Wall Street `Repo' Hub Targets Pensions, Insurers in Expansion Plan

A pillar of U.S. regulators' plans to curb risks in the $2 trillion bond-lending market known as repo has been stuck in limbo for more than two years, forcing a key Wall Street utility to speed up alternative plans that would only address a fraction of participants.

Depository Trust & Clearing Corp., which operates a central hub used by banks and brokerage firms to finance their bond trades, is discussing a draft proposal with the Securities and Exchange Commission that would allow pension funds and insurance companies to join as cash providers, a person with knowledge of the matter said. 

The DTCC's effort is seen as a stopgap, since the SEC has taken no action on a separate October 2014 proposal to include a much larger pool of cash providers: money-market funds run by behemoth asset managers like Fidelity and Federated Investors (FII) . The DTCC system, known as a clearinghouse, is the only one of its kind in the U.S.; it functions as a central counterparty, essentially guaranteeing the repo loans that are processed through it.

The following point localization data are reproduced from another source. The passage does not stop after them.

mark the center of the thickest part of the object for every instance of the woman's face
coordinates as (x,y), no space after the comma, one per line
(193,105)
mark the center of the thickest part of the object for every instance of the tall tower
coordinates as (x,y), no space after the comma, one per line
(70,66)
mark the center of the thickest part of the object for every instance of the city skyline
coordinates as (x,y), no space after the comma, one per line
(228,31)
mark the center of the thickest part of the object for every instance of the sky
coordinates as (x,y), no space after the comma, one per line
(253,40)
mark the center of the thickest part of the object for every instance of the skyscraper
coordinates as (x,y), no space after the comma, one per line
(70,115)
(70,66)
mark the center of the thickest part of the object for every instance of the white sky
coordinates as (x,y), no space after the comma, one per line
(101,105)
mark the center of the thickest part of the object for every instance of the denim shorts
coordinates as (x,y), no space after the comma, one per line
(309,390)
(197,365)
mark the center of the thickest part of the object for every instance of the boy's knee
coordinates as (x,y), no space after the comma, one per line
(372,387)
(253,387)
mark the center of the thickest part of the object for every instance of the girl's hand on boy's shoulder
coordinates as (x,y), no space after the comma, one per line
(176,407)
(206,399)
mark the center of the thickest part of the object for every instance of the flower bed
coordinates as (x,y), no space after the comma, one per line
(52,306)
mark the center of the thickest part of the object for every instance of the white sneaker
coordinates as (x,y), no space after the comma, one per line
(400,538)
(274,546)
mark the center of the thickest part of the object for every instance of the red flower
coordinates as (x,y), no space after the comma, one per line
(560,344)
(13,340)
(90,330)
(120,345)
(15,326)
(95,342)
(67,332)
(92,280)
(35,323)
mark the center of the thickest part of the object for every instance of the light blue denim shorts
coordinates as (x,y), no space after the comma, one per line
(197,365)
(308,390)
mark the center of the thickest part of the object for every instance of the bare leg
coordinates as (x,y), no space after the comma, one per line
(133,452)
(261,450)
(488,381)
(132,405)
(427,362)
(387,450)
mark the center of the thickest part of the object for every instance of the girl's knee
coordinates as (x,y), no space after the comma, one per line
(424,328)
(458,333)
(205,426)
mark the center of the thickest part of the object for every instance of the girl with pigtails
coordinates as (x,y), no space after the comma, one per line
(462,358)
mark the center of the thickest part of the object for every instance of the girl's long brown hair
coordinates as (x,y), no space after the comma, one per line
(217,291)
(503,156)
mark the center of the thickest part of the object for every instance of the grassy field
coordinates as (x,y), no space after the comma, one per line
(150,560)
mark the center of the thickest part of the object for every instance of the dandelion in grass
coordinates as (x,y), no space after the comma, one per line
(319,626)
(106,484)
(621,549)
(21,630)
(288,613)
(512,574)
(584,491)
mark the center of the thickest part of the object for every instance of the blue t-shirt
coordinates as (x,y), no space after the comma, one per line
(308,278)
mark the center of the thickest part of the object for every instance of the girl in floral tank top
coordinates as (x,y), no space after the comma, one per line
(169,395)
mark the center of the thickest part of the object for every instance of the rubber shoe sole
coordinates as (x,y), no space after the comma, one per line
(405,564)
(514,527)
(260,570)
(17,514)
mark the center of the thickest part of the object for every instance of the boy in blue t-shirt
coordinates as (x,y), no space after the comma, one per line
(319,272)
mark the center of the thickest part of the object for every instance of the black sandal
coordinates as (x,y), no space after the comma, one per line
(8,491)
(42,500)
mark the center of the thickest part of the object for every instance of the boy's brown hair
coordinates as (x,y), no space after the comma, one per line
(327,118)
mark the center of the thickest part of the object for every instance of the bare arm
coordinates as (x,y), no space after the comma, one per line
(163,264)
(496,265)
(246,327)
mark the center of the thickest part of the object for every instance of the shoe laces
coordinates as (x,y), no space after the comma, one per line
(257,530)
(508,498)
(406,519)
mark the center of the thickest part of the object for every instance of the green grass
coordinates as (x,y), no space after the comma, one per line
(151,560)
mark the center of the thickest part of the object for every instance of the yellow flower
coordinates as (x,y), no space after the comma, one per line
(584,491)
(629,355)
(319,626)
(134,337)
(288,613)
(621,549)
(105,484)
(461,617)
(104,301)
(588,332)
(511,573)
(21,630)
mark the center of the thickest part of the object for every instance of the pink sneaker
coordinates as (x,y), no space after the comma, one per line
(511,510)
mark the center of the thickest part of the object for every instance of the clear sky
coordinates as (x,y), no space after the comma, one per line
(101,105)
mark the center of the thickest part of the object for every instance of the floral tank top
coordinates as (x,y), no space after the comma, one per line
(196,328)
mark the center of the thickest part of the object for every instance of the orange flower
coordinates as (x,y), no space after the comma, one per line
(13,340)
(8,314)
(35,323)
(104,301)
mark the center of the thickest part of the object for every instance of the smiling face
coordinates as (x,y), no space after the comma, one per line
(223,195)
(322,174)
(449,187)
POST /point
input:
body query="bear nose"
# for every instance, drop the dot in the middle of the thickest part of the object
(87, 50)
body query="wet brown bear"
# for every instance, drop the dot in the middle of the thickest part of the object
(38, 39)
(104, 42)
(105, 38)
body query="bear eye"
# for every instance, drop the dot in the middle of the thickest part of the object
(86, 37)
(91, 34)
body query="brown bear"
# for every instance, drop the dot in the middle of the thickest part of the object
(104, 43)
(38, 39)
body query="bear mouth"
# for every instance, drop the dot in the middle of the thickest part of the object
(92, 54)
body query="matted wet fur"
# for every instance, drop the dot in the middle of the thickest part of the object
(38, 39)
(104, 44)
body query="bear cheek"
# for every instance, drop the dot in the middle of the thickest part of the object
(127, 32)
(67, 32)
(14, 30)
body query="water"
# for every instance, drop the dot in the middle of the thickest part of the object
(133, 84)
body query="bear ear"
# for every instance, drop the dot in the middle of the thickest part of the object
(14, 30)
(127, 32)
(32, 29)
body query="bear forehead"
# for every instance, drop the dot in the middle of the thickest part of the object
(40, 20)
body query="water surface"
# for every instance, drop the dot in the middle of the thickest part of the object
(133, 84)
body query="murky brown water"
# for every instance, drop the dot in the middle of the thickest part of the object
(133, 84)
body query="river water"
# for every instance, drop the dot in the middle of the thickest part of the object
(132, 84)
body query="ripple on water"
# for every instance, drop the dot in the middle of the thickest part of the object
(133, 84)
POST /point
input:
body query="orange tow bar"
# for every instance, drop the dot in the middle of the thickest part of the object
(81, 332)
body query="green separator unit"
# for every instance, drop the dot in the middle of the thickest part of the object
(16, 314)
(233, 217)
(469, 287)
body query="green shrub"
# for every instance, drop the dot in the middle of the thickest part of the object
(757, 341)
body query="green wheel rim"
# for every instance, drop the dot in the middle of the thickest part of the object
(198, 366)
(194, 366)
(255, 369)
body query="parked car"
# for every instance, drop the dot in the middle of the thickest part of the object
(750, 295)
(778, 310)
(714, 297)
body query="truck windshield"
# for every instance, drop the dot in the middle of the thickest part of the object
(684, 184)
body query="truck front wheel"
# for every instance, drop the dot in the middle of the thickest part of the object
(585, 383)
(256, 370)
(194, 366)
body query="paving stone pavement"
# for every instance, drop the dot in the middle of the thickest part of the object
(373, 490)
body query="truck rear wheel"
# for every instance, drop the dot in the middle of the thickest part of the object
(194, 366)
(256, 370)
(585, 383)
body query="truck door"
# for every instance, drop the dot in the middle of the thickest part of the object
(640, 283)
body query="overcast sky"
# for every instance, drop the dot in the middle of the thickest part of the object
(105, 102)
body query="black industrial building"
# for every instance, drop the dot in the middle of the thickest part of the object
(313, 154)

The financial crisis of 2008 exposed the risk that a large firm's default could roil the repo market, triggering a fire sale of liquidated collateral that could send bond prices into a tailspin, in turn saddling more banks and investors with devastating losses. Both the international Financial Stability Board and Federal Reserve Governor Jerome Powell have suggested that greater use of clearing in the market could mitigate systemwide risks by providing a mechanism to gradually wind down a failed firm's bond trades with minimal disturbance.

In clearing, a central hub like the DTCC takes over as the main counterparty for all transactions, assuming the responsibility of collecting additional payments from individual participants when their trades go south. The clearinghouse is set up so that any losses from the default of a single trader are shared among all members, and it also assumes the responsibility for liquidating any collateral that's seized.   

"Central clearing has been a regulatory priority to reduce risk, but at the same time regulators have put up unintended obstacles to making this a reality," said Josh Galper, a repo-market expert at Finadium, a consultancy in Concord, Mass. 

The repo-clearing initiatives are further clouded by President-Elect Donald Trump's pledge to dismantle some banking regulations enacted following the financial crisis. A rollback could reduce incentives for banks to trim their balance sheets, a key benefit of clearing.